Preisinfo : 13,10 Eur[D] / 13,50 Eur[A] / 22,50 CHF UVP
Alle Preisangaben in CHF (Schweizer Franken) sind unverbindliche Preisempfehlungen.


Erhältlich im Buchhandel


Zum Inhalt:
Die Diagnose traf ihn im November 2005 wie aus heiterem Himmel: Kehlkopfkrebs. „Solch ein Befund gehört zweifelsohne zu den einschneidendsten Erfahrungen, mit denen ein Mensch im Laufe seines Lebens konfrontiert werden kann“, weiß Berk aus eigener Erfahrung. Die Auswirkungen der Krankheit mögen bei jedem Patienten verschieden sein, aber die Diagnose sei für den Betroffenen und dessen Angehörigen gleichermaßen gravierend, so der Höchstenbacher.
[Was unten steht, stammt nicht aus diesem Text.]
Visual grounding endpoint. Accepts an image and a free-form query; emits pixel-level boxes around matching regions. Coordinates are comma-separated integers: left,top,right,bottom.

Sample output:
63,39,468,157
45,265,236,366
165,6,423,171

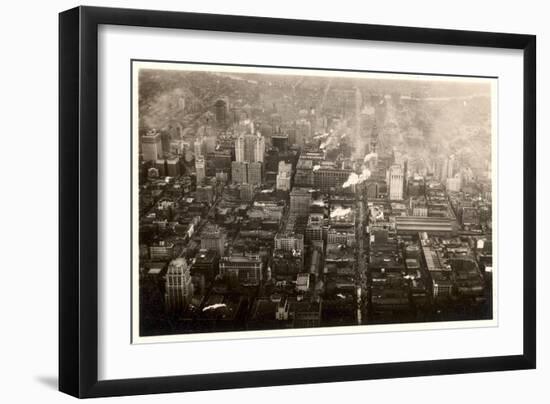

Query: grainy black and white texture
132,62,496,337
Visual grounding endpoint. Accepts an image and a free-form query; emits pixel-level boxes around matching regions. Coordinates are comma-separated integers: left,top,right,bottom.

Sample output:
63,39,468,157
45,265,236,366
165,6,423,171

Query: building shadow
35,376,58,390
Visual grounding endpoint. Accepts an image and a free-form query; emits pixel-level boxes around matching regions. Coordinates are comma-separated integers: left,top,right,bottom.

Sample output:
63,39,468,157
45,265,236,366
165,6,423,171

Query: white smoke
202,303,227,311
330,206,351,218
342,166,370,188
363,153,378,163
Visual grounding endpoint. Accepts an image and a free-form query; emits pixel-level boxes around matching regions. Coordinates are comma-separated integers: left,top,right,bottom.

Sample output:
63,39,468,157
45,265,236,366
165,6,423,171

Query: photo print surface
131,61,498,343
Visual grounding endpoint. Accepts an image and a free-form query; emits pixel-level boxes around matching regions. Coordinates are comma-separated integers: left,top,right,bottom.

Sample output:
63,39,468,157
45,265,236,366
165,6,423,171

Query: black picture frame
59,7,536,398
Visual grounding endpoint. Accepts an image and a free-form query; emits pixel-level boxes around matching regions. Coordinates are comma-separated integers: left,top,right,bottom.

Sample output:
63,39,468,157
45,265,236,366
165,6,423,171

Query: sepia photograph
131,60,498,343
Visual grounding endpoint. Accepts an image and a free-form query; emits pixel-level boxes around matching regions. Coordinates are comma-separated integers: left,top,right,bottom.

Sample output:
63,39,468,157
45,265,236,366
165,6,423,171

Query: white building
141,129,163,161
388,164,404,201
165,258,193,311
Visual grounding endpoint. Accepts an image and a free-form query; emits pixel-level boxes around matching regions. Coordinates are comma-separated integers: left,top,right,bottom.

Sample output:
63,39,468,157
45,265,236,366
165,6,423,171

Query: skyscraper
231,161,248,184
389,164,403,200
253,133,265,163
248,162,262,185
193,137,204,159
195,157,206,184
277,161,292,191
235,134,265,163
290,188,311,216
165,258,193,312
201,226,226,255
235,135,245,163
141,129,162,161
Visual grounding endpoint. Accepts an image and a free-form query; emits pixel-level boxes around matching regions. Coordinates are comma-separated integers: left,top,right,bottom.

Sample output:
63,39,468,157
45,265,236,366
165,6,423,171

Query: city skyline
132,62,496,340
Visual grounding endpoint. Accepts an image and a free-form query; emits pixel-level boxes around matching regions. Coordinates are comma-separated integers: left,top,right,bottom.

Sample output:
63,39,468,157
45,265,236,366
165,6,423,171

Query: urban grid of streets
136,69,492,336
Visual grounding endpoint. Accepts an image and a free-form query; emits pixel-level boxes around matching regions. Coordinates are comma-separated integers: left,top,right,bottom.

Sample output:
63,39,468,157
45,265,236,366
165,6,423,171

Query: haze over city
133,64,494,337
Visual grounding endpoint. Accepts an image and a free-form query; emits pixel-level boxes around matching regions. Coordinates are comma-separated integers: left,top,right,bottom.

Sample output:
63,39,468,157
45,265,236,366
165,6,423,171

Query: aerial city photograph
137,62,496,337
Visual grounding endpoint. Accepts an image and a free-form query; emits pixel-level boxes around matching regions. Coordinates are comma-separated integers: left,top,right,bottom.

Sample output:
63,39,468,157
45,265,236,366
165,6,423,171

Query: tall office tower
389,164,403,201
141,129,162,161
275,232,304,251
276,161,292,191
235,134,265,163
294,119,311,147
439,158,449,184
447,155,456,178
231,161,248,184
244,134,256,163
248,162,262,185
235,135,245,163
203,135,218,154
193,137,204,158
220,255,263,285
201,226,226,256
166,157,180,177
290,188,311,216
214,99,227,126
195,157,206,184
165,258,193,312
253,133,265,163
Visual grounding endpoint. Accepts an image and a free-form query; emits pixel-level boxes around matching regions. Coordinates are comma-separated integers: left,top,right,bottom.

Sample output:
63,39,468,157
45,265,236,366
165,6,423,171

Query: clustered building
139,75,493,335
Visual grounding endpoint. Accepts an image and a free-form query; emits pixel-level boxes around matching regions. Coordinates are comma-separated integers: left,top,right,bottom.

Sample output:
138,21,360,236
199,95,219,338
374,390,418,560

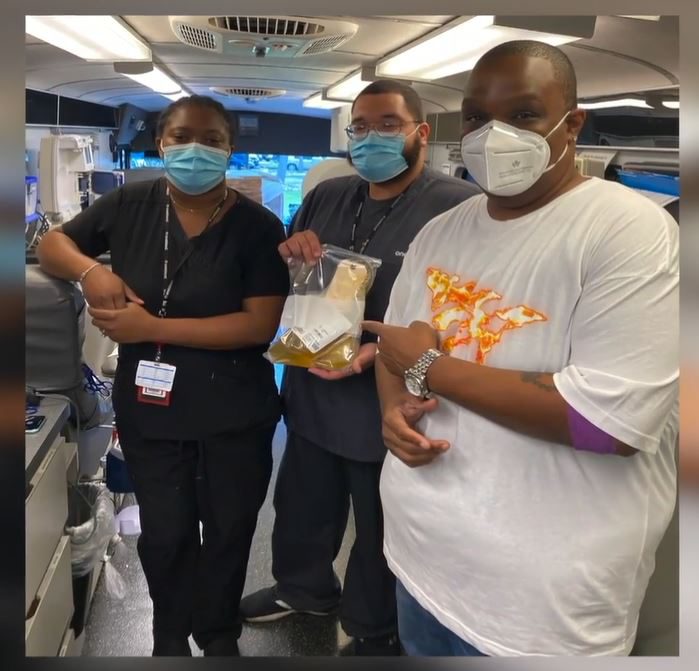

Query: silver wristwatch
403,349,444,398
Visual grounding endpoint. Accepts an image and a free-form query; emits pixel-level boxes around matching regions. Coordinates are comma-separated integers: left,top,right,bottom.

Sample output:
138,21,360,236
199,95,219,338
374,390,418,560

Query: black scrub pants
272,432,397,638
117,421,276,648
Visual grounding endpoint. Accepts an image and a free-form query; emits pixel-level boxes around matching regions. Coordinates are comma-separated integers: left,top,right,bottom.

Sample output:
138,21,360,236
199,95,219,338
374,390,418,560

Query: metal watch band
405,349,444,387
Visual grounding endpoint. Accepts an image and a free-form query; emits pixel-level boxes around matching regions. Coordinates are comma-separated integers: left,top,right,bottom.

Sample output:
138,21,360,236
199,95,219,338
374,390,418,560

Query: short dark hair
156,95,235,144
352,79,425,121
474,40,578,109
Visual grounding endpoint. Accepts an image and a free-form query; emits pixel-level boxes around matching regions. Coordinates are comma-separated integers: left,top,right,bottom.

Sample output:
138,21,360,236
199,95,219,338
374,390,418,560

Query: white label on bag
281,295,364,337
292,312,352,354
136,361,177,391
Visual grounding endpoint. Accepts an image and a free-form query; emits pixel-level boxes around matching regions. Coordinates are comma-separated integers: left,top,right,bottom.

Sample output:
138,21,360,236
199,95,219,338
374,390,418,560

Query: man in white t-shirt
365,41,679,656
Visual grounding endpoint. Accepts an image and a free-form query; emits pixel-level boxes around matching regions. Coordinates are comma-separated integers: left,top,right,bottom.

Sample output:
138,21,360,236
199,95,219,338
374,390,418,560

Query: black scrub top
282,169,480,462
63,179,289,440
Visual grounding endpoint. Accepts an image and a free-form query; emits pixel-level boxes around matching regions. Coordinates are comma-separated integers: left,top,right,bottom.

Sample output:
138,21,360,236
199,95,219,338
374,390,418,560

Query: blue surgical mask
163,142,229,196
349,130,414,184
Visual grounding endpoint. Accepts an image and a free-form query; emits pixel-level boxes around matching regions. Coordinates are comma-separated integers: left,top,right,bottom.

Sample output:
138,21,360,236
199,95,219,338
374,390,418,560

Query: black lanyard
155,186,228,363
349,184,412,254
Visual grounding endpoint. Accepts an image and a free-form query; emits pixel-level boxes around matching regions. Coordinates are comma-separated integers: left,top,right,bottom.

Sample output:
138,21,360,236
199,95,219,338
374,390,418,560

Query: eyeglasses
345,119,422,140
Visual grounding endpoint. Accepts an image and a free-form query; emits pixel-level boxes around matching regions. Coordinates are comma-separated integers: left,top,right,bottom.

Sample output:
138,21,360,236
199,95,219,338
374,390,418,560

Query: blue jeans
396,580,486,657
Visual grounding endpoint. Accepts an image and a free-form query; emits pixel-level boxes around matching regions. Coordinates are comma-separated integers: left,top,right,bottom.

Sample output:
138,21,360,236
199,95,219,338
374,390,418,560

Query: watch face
405,375,423,396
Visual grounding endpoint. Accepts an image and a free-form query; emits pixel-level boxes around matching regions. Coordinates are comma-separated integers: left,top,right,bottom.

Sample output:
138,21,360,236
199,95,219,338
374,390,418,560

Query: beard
347,137,422,184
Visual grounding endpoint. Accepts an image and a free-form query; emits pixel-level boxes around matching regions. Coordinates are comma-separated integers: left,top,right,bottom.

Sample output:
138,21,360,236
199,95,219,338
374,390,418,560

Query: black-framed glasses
345,119,423,140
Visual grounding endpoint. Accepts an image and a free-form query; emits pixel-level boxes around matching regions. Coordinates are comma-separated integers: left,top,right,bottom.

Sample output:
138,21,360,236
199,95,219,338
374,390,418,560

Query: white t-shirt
381,179,679,656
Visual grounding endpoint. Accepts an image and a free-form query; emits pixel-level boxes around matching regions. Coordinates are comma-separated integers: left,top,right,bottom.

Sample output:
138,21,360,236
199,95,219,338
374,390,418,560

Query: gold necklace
170,186,228,212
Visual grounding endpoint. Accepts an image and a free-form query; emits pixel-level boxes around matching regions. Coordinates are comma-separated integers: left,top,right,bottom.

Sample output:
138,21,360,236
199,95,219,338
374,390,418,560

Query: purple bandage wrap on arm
568,406,617,454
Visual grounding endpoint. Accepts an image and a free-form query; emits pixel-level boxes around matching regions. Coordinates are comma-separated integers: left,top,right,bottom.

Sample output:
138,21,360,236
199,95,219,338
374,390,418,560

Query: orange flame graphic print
427,268,548,364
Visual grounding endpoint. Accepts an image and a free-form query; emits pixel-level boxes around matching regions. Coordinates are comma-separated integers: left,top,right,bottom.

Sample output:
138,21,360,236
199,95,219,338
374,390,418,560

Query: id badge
136,361,177,406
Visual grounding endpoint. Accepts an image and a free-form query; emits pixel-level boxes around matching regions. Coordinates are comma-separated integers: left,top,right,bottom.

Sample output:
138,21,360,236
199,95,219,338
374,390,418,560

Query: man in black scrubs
241,80,479,655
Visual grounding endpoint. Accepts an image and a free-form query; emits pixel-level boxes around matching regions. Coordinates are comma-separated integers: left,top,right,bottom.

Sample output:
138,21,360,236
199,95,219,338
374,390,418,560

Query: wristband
78,261,102,284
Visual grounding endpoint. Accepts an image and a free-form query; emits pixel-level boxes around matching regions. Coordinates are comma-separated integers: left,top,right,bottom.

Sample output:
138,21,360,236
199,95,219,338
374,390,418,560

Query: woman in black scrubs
38,96,289,656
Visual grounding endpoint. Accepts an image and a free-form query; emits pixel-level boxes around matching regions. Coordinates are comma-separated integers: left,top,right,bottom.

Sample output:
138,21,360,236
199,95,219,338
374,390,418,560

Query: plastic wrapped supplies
267,245,381,370
66,487,126,599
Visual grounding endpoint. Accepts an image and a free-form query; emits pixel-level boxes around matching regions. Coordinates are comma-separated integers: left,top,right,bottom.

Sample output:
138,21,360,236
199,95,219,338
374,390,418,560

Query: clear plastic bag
266,245,381,370
104,560,126,601
66,488,119,578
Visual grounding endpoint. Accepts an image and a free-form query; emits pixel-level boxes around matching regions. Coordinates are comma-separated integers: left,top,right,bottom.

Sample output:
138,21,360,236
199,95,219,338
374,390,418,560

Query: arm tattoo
522,373,556,391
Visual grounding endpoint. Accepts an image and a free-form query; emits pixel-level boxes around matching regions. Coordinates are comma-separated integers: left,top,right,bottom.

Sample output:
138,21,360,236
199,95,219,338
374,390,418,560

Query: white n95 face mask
461,112,570,196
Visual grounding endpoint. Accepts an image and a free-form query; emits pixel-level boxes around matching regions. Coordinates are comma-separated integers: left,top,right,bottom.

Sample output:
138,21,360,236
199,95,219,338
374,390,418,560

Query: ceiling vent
211,86,286,102
170,16,359,58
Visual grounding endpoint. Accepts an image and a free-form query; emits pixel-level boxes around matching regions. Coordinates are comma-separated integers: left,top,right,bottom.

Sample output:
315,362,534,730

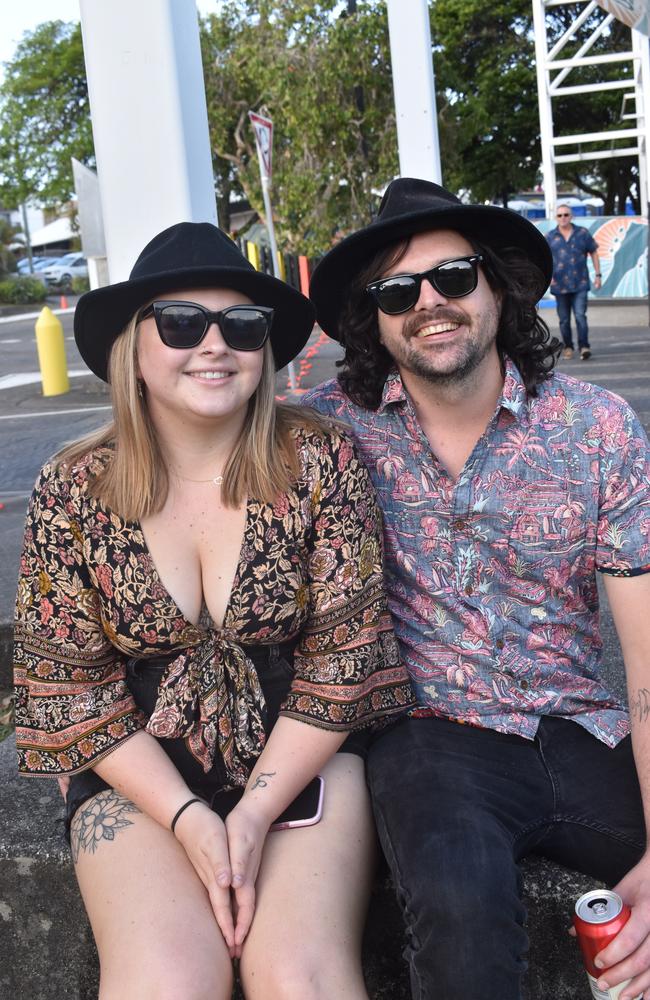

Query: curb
0,622,14,690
Reinhard Berk möchte deshalb Krebspatienten mit seinem Buch Mut machen, er bezeichnet „Boxenstopp“ demnach auch als „Mutmacherbuch“.

Der Autor schildert in seinem neuen Buch gleichsam den Umgang mit dem Befund, seine Behandlung und die in dieser Phase gemachten Erfahrungen, hinsichtlich der mit einer solch schwerwiegenden Erkrankung zusammenhängenden Begleitumstände. Berk will ganz bewusst keinen dieser vielen mit Allgemeinattitüden und Fachwissen besetzten Ratgeber veröffentlichen, sondern einfach informativ, unterhaltsam und motivierend von der Auseinandersetzung mit der Krankheit erzählen. Sein Anliegen ist es, den Lesern und natürlich auch Betroffenen aufzuzeigen, dass das Leben auch nach einem solch niederschmetterndem Befund weitergeht. Wenn es gelingt, die Erkrankung als existenzielles Ereignis zu begreifen und damit als Chance für ein neues Leben, dann können Krebspatienten tatsächlich eine sehr hohe Lebensqualität erreichen, so Berk.